しかし、百歩譲るにせよ、予算合意や債務上限引き上げ合意の交換条件として、すなわち、米国という国家の運営を担保にして、すでに正式に法案として成立し、最高裁のお墨付きを得、既に申し込み受け付けが始まっているオバマケアの変更や実施延期を要求するというのは、幾らなんでも度が過ぎている。法治国家としてとても信じがたいことだ。その行為に何の建設的なものも見られない。米国の政治制度の抜け穴を利用して、ノーを突きつけているだけではないか。怒りをぶつけているだけの扇動者ではないか。
そう、恐らく、ティーパーティとは一部の米国民の中に存在する強い怒りや不満のはけ口なのだろう。ますます広がる生活格差、常態化する雇用不安、仕事を奪う不法移民、失われてゆく米国の優越的地位・・・。ティーパーティの台頭はこれらの怒りや不満がかなりのレベルに達しつつあることの表れだと思う。911のテロ事件やアフガン戦争などに国民の怒りが向かっていたものの、それら一連の騒動が一段落したところで、オバマ大統領、そしてオバマケアという格好の怒りの対象を見つけたのだ。

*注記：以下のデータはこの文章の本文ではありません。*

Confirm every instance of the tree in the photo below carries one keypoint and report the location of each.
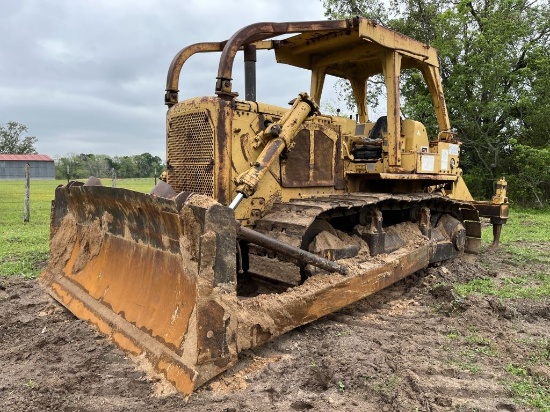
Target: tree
(494, 64)
(12, 140)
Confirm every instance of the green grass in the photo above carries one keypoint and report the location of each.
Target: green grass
(24, 246)
(524, 225)
(527, 389)
(536, 286)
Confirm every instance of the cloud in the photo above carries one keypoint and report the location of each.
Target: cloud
(90, 76)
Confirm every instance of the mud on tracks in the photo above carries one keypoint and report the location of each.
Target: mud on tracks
(414, 346)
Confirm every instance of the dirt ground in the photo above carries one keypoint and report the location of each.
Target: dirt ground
(415, 346)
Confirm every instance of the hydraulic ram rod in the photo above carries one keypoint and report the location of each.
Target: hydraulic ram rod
(295, 252)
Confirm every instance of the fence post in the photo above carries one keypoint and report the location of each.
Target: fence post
(113, 172)
(27, 208)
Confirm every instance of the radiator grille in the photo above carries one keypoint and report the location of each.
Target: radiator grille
(191, 153)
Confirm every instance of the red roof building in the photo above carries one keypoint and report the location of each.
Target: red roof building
(12, 166)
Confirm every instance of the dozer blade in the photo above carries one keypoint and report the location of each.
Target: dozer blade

ちょっと待って。そう考えると、第2の大国、中国も同じような状況にあると言える。世界の二大大国で、それぞれ国民の怒りレベルが急上昇している。怖いのは、多くの国が、国民の怒りを抑え込むのが難しくなると、仮想敵国をつくり、そちらに怒りのはけ口を向けさせようとすることだ。中国はこのパターンと言えるかもしれない。
さて米国は、ティーパーティに象徴される一部国民の怒りにどう対処するのだろうか。私としては、シリアへの戦争を画策した時に、オバマ大統領にそういう気持ちがなかったことを祈るばかりだ。